A lot of ideas spring to mind in a bar. By and large, these need to be taken with a grain of salt, a full night’s sleep, and (depending on the amount of time spent in said bar) a couple of aspirin. While I was working and Sam was frequenting such an establishment, he wanted to sell me on an idea. It was with a bit of skepticism that I listened to Sam describe this ambitious, manic hybrid of Kurosawa, college and live action Anime. I recall thinking it was crazy, intriguing, fun, and impossible. Sam and I had worked together on a much smaller scale web-series and that had been hard enough to get finished. Here was Sam talking about a core cast that was over twice as big, varied locations, stylized costumes, large groups of extras, more episodes, oh, and fight scenes.
Part of me saw this as a months long head ache of scheduling, downsizing, and possibly the disappointment of never finishing or it not being any good. But Sam was beyond enthusiastic as he sat on the stool explaining all of this to me. He was driven and I had a strong sense that he could pull it off and that if he did, I wanted to be a part of it.

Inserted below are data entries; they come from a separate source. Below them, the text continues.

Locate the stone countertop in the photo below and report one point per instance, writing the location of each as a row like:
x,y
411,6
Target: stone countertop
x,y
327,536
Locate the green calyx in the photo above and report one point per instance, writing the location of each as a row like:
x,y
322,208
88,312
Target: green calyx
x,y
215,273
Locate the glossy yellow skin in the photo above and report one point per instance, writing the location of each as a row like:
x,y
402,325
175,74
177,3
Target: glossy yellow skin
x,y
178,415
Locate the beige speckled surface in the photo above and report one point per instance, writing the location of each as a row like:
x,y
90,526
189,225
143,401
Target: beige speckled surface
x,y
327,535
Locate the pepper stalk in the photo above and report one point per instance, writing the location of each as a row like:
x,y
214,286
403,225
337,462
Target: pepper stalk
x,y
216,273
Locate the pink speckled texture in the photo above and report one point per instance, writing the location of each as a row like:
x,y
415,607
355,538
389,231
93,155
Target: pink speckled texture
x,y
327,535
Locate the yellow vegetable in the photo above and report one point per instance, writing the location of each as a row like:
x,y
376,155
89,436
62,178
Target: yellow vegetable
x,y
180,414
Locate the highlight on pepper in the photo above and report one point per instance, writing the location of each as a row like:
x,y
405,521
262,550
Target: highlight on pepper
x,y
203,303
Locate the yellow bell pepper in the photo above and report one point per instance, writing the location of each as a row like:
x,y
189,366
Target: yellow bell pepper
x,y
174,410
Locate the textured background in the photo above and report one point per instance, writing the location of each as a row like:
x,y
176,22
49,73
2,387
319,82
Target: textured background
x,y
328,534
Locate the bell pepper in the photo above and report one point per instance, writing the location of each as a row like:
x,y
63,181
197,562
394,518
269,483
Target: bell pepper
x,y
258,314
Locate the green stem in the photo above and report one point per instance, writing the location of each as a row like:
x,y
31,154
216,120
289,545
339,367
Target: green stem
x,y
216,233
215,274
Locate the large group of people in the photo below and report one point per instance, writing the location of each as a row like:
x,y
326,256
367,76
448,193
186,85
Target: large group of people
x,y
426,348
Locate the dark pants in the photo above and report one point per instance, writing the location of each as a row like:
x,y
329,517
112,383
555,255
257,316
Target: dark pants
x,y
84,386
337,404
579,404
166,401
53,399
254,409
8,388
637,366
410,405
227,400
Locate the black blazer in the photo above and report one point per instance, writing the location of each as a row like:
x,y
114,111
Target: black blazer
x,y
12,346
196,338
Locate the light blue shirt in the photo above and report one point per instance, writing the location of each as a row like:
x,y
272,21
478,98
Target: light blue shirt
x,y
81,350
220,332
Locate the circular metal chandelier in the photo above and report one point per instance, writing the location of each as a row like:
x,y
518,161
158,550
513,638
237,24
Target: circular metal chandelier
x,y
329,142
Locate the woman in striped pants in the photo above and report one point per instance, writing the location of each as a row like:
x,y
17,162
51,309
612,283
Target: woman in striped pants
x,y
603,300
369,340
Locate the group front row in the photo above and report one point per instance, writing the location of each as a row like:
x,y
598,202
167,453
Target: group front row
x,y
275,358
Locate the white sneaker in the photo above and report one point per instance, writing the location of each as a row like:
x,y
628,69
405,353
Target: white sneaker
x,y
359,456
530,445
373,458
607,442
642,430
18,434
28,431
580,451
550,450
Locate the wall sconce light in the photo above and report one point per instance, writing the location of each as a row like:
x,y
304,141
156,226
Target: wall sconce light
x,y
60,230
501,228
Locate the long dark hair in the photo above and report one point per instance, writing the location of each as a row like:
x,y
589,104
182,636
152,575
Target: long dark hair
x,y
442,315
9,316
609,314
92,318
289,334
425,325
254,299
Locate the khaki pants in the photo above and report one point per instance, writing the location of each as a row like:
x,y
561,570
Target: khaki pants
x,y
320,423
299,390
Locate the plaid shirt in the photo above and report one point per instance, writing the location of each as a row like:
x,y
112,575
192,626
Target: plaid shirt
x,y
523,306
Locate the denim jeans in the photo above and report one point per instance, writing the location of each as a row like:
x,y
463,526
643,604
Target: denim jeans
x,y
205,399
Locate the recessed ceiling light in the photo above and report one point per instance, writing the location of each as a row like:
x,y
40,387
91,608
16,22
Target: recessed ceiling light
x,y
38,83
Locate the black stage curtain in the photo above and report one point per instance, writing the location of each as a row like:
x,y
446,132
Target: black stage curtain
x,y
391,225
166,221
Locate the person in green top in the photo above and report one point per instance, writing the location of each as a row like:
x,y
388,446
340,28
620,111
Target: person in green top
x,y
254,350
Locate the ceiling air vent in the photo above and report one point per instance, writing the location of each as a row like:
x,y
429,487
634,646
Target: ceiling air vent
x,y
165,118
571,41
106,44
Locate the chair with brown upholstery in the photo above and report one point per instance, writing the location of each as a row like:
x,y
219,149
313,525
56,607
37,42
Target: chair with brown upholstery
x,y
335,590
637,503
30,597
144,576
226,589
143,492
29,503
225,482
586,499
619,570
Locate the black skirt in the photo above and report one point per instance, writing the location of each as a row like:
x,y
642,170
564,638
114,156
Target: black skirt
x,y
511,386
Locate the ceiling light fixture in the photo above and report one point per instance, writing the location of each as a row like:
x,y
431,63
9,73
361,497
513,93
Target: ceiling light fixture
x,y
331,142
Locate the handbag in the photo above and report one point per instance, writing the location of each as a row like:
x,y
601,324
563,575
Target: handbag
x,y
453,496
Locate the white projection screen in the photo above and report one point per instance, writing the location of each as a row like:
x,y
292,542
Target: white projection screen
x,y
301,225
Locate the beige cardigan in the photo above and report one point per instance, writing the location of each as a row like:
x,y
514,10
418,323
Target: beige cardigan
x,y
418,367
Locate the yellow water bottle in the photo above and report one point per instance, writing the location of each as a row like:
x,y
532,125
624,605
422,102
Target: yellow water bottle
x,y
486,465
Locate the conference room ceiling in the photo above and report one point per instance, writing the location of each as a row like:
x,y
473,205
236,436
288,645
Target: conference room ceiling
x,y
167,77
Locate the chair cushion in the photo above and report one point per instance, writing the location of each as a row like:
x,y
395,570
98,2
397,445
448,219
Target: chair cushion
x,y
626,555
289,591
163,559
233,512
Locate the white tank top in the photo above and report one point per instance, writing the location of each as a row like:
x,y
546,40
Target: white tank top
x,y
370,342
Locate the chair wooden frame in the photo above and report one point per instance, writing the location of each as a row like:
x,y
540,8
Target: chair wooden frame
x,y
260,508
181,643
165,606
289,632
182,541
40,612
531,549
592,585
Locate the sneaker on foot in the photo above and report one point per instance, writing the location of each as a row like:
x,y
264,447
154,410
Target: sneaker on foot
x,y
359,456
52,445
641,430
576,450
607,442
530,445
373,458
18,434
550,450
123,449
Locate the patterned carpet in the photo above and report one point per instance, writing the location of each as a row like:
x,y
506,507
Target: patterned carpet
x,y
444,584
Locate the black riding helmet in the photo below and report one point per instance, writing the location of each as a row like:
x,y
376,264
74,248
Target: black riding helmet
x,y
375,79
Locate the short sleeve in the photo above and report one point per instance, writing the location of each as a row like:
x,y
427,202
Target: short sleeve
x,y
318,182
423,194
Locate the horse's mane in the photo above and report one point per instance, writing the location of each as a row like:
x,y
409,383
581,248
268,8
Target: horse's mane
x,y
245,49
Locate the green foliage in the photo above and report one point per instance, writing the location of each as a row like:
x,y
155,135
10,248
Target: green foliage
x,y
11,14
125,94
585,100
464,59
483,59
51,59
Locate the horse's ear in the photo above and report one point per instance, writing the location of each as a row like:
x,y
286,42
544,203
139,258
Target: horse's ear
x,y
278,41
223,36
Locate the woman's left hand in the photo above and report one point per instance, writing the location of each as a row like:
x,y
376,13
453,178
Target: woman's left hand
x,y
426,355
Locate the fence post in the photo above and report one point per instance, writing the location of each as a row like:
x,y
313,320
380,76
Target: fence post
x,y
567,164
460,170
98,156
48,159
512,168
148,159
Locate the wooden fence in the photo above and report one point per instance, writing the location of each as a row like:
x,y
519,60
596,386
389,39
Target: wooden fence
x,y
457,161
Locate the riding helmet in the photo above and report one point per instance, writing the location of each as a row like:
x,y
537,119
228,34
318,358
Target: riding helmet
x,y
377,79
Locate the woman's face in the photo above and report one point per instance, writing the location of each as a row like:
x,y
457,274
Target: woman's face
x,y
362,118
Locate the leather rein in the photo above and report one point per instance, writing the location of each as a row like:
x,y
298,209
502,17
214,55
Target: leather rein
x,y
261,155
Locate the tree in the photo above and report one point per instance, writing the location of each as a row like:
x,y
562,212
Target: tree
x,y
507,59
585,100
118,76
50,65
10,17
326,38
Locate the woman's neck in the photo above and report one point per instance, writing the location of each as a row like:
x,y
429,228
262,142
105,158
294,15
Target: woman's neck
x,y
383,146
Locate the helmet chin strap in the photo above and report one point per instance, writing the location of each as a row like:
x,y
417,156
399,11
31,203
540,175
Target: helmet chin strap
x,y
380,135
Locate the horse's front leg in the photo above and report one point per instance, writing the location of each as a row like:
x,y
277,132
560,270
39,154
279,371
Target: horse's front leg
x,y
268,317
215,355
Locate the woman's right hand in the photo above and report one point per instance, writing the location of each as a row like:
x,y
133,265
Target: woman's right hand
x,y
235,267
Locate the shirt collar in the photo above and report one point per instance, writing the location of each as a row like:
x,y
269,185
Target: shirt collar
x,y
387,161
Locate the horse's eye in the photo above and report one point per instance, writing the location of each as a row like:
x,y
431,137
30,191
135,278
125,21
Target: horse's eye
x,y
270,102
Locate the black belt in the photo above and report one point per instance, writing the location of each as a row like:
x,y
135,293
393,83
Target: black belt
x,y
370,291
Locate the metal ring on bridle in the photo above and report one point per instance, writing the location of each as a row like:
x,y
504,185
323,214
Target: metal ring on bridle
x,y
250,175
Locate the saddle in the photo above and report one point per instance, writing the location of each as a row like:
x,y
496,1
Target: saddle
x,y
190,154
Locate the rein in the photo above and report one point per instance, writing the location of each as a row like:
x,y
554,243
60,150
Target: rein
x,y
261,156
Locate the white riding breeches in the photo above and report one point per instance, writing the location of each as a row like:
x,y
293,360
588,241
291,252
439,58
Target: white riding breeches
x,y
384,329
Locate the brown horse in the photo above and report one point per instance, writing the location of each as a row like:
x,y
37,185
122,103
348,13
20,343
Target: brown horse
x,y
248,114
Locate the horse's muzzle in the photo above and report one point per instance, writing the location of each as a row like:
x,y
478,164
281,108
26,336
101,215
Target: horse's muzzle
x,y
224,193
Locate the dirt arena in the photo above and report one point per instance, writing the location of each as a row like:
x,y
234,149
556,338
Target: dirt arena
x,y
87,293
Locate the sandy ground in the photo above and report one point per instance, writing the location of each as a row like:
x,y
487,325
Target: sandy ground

I have never regretted a moment of it (well, maybe being half naked running around outside on a cold March night, but never at any other time). Student Seven has been one of the greatest experiences of my life. Sam and Chelsey get amazing kudos for never compromising this vision. They assembled a talent pool that is astounding by any level of professionalism you want to judge it by and created an atmosphere of creativity and collaboration.
The collaboration should never be over looked. While everyone had defined roles on set and hats to wear (some of them wizard hats) we all bled together, commenting on lines, characters, motivations, locations, chorography and visuals. Sam is really the heart of that. Being co-creator, writer, director and editor, he could have easily stuck to his own solitary vision, since obviously he had a clear idea of what Student Seven was. Instead, Sam sat us down, talked about where we saw our characters and also where we saw them, what we wanted for them and incorporated those ideas. Because Sam gave us ownership, we loved Student Seven as much as he did and he always got the most out of us. I will always be eternally grateful that I was above to be a part of it.
I was wrong. Student Seven wasn’t an impossible project. We just had to double our speed.